傍に

「ふ、あ……ァ、イク……っ」

 艶めかしい音と共に耳に届くのは、擦れるシーツの音と、軋むベッドの音。

「ぁ、や……ぁア……っ」

 アイクが腰を動かすと、僕の体は揺れて。また酷く、音が聴覚を犯した。

「アイク……ぁ、いくぅ……っあァ…っ」

 暗がりの中、うまく位置を把握出来ずに空ぶる僕の伸ばした腕を、指と指が絡まるように掴まれる。

「セネリオ……」

「っあぅっ……あ……いく……」

 絡まる手を、力を込めて握る。アイクも、同じ強さで握り返してきて。

「ァ……願い……です」

「どうした?」

 喘ぎの所為でうまく言葉に出来ない僕の声を聞き取れるように、アイクは僕の顔に顔を近付けて。

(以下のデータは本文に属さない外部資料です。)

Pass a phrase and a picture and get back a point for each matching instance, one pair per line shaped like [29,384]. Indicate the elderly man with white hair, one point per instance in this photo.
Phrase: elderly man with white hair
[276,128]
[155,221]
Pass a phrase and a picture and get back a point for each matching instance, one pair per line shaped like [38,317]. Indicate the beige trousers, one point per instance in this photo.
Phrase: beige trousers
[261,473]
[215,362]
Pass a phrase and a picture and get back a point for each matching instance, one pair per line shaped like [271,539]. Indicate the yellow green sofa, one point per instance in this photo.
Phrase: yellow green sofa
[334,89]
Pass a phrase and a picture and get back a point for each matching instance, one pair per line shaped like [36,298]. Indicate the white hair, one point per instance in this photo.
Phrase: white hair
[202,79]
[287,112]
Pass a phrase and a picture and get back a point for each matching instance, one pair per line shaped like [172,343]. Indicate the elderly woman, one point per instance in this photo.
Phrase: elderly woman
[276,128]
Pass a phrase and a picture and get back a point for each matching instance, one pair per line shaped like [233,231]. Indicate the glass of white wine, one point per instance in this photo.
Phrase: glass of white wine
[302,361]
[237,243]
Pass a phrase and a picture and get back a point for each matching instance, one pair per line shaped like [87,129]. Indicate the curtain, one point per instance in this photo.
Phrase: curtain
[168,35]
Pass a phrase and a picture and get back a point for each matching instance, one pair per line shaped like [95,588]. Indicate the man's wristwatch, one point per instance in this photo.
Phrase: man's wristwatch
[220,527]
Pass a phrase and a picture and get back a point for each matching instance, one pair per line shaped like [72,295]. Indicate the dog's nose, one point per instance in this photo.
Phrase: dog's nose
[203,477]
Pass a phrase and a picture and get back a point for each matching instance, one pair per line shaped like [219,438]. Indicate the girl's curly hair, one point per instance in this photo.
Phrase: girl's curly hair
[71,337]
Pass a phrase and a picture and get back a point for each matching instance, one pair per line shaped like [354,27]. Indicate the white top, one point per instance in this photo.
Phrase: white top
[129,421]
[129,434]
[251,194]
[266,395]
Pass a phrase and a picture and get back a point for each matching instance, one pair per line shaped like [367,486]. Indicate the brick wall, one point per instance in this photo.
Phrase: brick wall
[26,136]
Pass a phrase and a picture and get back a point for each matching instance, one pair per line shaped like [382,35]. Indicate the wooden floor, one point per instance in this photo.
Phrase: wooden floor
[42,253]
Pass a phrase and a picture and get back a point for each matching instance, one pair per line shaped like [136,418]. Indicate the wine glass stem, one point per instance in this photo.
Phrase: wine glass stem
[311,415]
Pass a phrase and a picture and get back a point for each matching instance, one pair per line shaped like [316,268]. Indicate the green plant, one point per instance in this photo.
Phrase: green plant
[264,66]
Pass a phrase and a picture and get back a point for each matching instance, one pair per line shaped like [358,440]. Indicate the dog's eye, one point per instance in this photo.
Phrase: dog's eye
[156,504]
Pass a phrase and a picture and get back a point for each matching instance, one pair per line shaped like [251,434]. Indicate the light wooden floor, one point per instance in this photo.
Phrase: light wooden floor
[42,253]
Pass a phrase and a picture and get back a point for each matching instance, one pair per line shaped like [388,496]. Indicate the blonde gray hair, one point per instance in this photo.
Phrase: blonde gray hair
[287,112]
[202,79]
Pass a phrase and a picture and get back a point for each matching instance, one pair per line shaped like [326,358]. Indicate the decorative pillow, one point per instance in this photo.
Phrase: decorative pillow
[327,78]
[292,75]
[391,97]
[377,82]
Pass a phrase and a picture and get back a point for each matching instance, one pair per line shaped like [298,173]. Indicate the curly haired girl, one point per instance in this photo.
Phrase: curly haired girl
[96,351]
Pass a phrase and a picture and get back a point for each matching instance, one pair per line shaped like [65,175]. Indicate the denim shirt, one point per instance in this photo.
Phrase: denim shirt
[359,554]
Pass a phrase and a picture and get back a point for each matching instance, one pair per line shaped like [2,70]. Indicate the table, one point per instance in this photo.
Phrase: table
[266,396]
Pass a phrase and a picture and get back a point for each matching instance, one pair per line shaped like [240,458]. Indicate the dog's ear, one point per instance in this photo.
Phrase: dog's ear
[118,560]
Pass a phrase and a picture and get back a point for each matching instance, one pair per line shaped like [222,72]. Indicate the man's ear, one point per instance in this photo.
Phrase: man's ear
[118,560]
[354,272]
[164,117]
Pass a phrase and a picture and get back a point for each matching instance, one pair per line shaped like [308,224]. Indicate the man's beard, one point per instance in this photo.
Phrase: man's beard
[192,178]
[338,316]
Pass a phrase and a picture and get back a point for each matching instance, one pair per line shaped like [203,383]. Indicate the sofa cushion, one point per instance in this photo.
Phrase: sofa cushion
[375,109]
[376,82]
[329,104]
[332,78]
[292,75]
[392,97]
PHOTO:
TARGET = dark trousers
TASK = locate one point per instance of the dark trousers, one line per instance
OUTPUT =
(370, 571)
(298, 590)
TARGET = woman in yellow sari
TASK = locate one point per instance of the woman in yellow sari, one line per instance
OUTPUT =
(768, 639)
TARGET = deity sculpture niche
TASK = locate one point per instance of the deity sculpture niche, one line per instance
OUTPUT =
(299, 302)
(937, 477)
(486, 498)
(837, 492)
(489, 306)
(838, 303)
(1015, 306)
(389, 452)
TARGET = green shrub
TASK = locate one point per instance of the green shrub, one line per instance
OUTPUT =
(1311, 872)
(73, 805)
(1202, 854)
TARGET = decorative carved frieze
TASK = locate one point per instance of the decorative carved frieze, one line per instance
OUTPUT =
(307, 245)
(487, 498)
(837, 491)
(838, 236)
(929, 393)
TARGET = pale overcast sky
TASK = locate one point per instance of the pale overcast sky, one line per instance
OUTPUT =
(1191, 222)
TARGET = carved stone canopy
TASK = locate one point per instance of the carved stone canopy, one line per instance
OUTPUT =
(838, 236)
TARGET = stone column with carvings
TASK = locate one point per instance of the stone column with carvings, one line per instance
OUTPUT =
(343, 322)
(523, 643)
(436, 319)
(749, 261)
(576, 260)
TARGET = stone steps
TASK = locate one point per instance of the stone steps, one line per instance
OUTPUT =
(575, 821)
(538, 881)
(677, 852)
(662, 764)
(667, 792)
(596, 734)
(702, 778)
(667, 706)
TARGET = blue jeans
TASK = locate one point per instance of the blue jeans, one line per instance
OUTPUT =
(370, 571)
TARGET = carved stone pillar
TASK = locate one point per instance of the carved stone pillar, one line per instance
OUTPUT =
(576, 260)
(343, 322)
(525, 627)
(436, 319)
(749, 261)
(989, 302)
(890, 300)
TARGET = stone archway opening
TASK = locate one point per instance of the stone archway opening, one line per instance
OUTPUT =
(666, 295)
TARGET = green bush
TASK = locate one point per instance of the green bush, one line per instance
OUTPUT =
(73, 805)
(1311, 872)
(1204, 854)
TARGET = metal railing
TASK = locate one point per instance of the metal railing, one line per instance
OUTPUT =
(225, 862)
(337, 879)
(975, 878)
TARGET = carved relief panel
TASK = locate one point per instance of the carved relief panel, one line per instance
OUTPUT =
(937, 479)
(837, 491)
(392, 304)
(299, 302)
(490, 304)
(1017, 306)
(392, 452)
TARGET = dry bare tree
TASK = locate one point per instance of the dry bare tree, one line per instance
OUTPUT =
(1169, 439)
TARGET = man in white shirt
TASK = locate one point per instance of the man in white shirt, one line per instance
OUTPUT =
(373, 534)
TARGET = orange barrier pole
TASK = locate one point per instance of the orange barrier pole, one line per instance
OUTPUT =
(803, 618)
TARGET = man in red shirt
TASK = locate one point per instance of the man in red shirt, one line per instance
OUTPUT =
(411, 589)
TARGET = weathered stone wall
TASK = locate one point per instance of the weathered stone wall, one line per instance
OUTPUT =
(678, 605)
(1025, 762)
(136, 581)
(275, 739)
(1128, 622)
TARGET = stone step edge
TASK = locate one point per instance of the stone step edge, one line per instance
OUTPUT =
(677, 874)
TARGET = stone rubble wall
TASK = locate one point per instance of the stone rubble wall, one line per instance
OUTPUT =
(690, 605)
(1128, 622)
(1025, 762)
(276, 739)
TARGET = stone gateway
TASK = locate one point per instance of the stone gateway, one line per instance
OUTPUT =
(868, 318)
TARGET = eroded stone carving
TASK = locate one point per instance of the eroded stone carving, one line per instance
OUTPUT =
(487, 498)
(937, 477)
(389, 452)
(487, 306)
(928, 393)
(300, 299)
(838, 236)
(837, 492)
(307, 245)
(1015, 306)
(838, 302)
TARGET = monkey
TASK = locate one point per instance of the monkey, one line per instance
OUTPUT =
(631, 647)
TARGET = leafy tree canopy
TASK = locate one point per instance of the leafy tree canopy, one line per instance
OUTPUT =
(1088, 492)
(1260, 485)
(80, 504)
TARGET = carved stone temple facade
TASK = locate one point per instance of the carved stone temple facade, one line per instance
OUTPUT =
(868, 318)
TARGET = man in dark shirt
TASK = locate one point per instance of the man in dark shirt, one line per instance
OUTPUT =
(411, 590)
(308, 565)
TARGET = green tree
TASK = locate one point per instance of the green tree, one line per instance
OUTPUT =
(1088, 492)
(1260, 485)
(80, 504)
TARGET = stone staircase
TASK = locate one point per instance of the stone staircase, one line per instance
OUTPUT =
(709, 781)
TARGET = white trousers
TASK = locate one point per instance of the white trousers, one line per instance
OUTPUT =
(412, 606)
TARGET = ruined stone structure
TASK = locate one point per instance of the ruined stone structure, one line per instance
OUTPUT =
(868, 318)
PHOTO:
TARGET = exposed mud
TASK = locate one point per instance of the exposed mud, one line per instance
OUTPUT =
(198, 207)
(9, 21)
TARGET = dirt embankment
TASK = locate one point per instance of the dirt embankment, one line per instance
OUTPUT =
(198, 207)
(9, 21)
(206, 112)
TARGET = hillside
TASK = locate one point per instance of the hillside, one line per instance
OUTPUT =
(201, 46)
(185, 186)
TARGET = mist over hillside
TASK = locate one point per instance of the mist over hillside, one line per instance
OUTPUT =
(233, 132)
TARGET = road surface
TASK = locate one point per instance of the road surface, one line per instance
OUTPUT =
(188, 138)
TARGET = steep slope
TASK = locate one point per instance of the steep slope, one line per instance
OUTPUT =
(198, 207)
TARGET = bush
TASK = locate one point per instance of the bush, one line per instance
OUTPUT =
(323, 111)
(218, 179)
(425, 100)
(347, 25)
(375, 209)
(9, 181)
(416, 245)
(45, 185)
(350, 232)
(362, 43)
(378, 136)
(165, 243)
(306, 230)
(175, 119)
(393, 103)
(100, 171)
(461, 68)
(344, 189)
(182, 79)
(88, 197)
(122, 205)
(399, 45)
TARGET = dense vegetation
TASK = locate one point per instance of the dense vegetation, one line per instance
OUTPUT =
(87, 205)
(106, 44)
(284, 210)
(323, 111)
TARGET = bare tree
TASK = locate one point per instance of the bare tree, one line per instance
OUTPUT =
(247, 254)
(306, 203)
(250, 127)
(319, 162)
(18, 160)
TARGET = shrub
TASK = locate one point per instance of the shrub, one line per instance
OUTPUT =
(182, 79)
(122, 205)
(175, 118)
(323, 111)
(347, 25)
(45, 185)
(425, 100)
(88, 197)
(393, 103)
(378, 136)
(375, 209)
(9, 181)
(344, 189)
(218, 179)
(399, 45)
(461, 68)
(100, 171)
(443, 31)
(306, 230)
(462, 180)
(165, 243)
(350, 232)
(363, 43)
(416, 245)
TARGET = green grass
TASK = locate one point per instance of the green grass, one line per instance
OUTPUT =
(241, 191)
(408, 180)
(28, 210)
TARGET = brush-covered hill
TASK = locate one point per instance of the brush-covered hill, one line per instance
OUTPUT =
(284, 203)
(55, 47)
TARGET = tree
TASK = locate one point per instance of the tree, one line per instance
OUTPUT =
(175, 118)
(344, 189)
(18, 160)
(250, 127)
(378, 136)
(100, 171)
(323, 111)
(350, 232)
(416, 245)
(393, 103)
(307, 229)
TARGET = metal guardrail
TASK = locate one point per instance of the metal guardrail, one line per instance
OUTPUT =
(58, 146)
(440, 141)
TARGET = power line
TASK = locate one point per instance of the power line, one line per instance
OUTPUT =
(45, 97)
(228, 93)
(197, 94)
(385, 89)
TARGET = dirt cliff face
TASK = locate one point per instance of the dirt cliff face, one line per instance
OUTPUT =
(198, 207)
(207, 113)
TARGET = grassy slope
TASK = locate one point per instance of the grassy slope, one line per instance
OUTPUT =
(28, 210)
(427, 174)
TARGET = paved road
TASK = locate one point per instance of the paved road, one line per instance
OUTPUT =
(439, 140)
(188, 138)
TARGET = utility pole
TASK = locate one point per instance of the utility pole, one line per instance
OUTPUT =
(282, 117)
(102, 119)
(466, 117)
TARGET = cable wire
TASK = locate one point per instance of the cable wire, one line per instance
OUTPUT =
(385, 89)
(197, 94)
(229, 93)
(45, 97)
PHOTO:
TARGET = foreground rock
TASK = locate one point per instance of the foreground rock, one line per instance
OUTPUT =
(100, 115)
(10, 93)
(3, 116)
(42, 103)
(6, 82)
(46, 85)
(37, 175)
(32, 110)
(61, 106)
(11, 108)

「僕だけを……っふぁ……ん……僕だけを見て、いてください……っ」

 絞り出すように、思いを、告げる。醜い、独占欲。

「泣くな」

 離れられるのが嫌なのに、縛り付けるのも嫌な僕は、頭と心が矛盾している。

「ちゃんと、好きだから」

 耳元で囁かれる声が吐息混じりだからか、温かくて。

「もっと……ぉ」

 もっと、アイクの声が聞きたくて。

「好きだ。セネリオ」

 満たされる。僕だけに囁く声、言葉。

「ぁぃ、ク……好きっ……です……っ」

「セネリオ……一緒に……」

 激しく突き上げられ。

 互いに名を呼び合って、僕らは共に果てた。


 アイクが好き。

 自分と同じくらいに、あなたにも、僕を好きになってほしいなんて、きっと無理で。ずっと、僕だけを見ていてほしいけれど、それは我が儘で。